Published Date: Apr 30, 1998

Language and Feminist Issues in Pakistan (W-31)

Tariq Rahman, SDPI


Verbal behaviour is part of socialization.  One learns one’s role in life, including one’s place in the power structure, from the way one talks and is talked to.  Thus in rigidly hierarchical societies servants and children, for instance, may be expected to show verbal deference to employers and grownups respectively.  Brown and Gilman (1960) called the pronouns of deference vous forms and those of less power or intimacy tu forms.  Thus, in Pakistan too, social inferiors are addressed as tum (or tu) while they are expected to say aap to their superiors.  In other words, our address system reflects our power structure.

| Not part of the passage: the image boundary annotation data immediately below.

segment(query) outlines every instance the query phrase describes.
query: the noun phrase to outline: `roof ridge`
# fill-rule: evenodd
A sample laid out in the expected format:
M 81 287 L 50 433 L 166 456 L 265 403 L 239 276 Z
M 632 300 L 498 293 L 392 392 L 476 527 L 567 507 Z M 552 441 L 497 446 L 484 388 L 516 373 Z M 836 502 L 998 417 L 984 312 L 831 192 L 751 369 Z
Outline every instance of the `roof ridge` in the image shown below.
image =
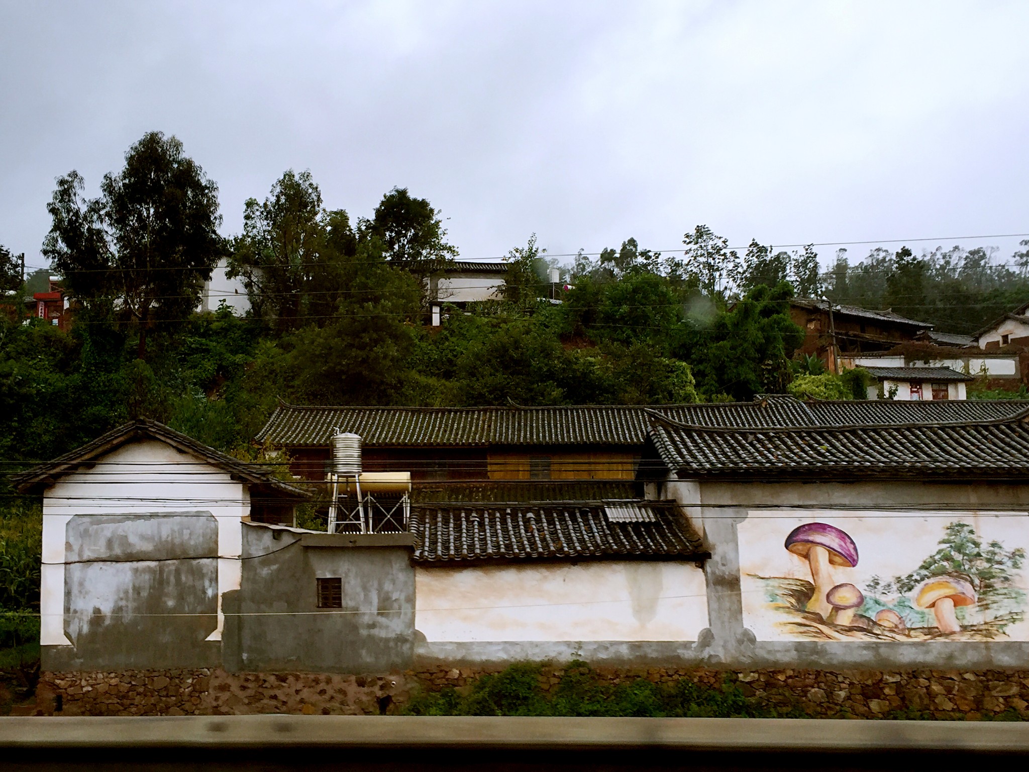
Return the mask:
M 855 400 L 856 401 L 856 400 Z M 690 429 L 693 431 L 706 431 L 719 434 L 754 434 L 754 433 L 800 433 L 804 431 L 853 431 L 855 429 L 863 429 L 868 431 L 882 431 L 884 429 L 917 429 L 917 428 L 948 428 L 948 427 L 959 427 L 959 426 L 1005 426 L 1014 425 L 1022 422 L 1026 418 L 1029 418 L 1029 403 L 1026 405 L 1018 413 L 1014 413 L 1009 416 L 1004 416 L 1003 418 L 985 418 L 980 420 L 967 420 L 967 421 L 907 421 L 900 423 L 880 423 L 880 424 L 815 424 L 812 426 L 768 426 L 768 427 L 748 427 L 748 426 L 702 426 L 700 424 L 688 424 L 682 423 L 681 421 L 676 421 L 673 418 L 662 415 L 660 413 L 653 412 L 653 417 L 650 422 L 651 427 L 654 423 L 663 423 L 668 426 L 680 429 Z
M 71 471 L 73 467 L 87 463 L 95 457 L 95 454 L 103 455 L 112 453 L 133 440 L 136 432 L 142 431 L 151 438 L 158 440 L 183 453 L 191 453 L 209 463 L 220 465 L 223 469 L 235 471 L 248 478 L 248 482 L 255 484 L 268 484 L 292 493 L 307 496 L 307 492 L 294 485 L 272 477 L 271 471 L 254 461 L 244 461 L 243 459 L 230 456 L 227 453 L 204 445 L 198 440 L 177 431 L 170 426 L 166 426 L 159 421 L 148 418 L 136 418 L 119 426 L 110 429 L 85 445 L 68 451 L 49 461 L 36 464 L 32 468 L 12 475 L 11 484 L 21 489 L 24 486 L 31 486 L 45 480 L 54 475 L 64 475 Z M 118 443 L 117 441 L 123 440 Z M 227 467 L 227 468 L 226 468 Z
M 426 405 L 293 405 L 292 402 L 287 402 L 281 397 L 279 397 L 279 402 L 281 407 L 289 410 L 403 410 L 403 411 L 538 411 L 538 410 L 657 410 L 661 408 L 730 408 L 738 406 L 747 407 L 760 407 L 762 402 L 769 400 L 776 401 L 790 401 L 797 405 L 803 405 L 804 400 L 799 399 L 792 394 L 762 394 L 762 398 L 755 398 L 750 401 L 733 401 L 733 402 L 661 402 L 657 405 L 519 405 L 518 402 L 508 399 L 509 405 L 472 405 L 465 406 L 461 408 L 455 407 L 435 407 Z M 272 414 L 273 416 L 275 413 Z M 271 419 L 269 419 L 271 420 Z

Verbal behaviour also reflects the role of women in the power structure and, more importantly, the philosophy upon which this role is contingent.  This philosophy is loosely termed patriarchy i.e the domination of males.  Feminists have only recently turned their attention to how it is sustained and reinforced by language.  Goffman (1977) suggests that the arrangement between the sexes in Western – and by extension all patriarchal – cultures is on the model of the parent-child relationship.  The husband loves and controls the wife.  Similarly androcentric generics – use of general words so that the male appears as the norm while the female is the deviation, the marked case – are said to reinforce male domination.  The feminists using the English language wrote manuals suggesting the adoption of non-sexist terms some of which are given below:

Box 1:
Conventional terms           Non-sexist terms
Officers and their wives      Officers and their spouses
Mankind                           Humanity
Manpower                         Personnel
He                                   He or she (s/he)
Miss                                 Ms
Chairman                         Chairperson

Recently there has been a decline in the use of androcentric generics, at least in written English. However, Cooper rightly points out:

The women’s movement shows us that social movements have linguistic consequences, whether or not such consequences influence nonlinguistic behaviour.  It has, in any event, proven easier to change written usage than to change the practices and attitudes which subordinate women (1989: 20).
However, the desire for changing linguistic usage is a psychological response to devaluation and subordination.  Even if it does not change the structure of society, it does decrease women’s feeling of being peripheral or dominated.  That is its rationale and justification.

Such linguistic matters have not been given any attention in Pakistan though here, too, language does reflect and support social realities.  The aim of this article, then, is to study how the use of Urdu and Punjabi in Pakistan reflect the subordination of women.  For this purpose the article relies on literary sources, unstructured ecounters, interviews and general observation.